Kim Mark Knudsen

Knudsen, Kim Mark. 1994. Analysis of Event History Data in Measles and Diarrhea Epidemiology. Bandim Health Project, Statens Serum Institut. Biostatistical Department, University of Copenhagen. 93 p.
This dissertation reflects research within the field of statistical analysis of event history data from several studies on measles and diarrhea in West Africa. The studies that are presented are all long-term cohort studies, and developments within the past 20 years of statistical methods for analysis of data concerning sequences of life events have permitted a greater utilization of -such data. The focus is on the use of statistical methods in infectious disease epidemiology on evaluation of risk factors and interventions related to the occurrence of measles related deaths and diarrhea. The study was performed at the Statistical Research Unit, University of Copenhagen. The dissertation contains three chapters, each being self-contained.

The first chapter on the analysis of measles cohort data first presents three smaller studies. The studies were observational, not randomized trials, and the hypotheses examined were not predefined in the study protocols. Emphasis is on the use of nonstandard survival analysis techniques. The intention is to show how different types of measles cohort data can be analyzed in an efficient manner to examine hypotheses concerning the effect of cross-sex transmission and early exposure of measles on survival.
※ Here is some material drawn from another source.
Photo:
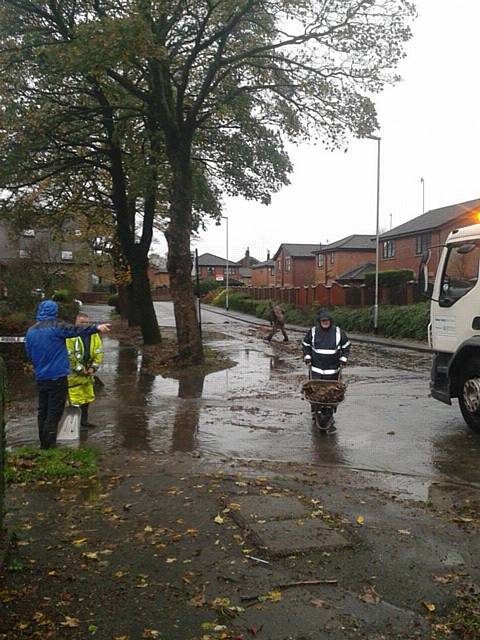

A description and evaluation of a number of large randomized trials of high titer measles vaccines in Guinea-Bissau and Senegal follow. High titer vaccines were seen as a potential improvement in areas where measles is a major health problem. A combined analysis of the results from the West African trials on the introduction of high titer measles vaccines is performed to use the total amount of data collected. Combing trials of high titer measles vaccines showed higher mortality among the high titer group compared to the standard low titer group. Mortality of recipients of medium titer vaccine was not different from that of the standard group. The trials were not specifically designed to study long term mortality, but adjustments for several possible sources of bias did not alter the results. The conclusions of the combined analysis of the West African data had a significant influence on the World Health Organization’s decision to withdraw their recommendation of the use of high titer measles vaccines.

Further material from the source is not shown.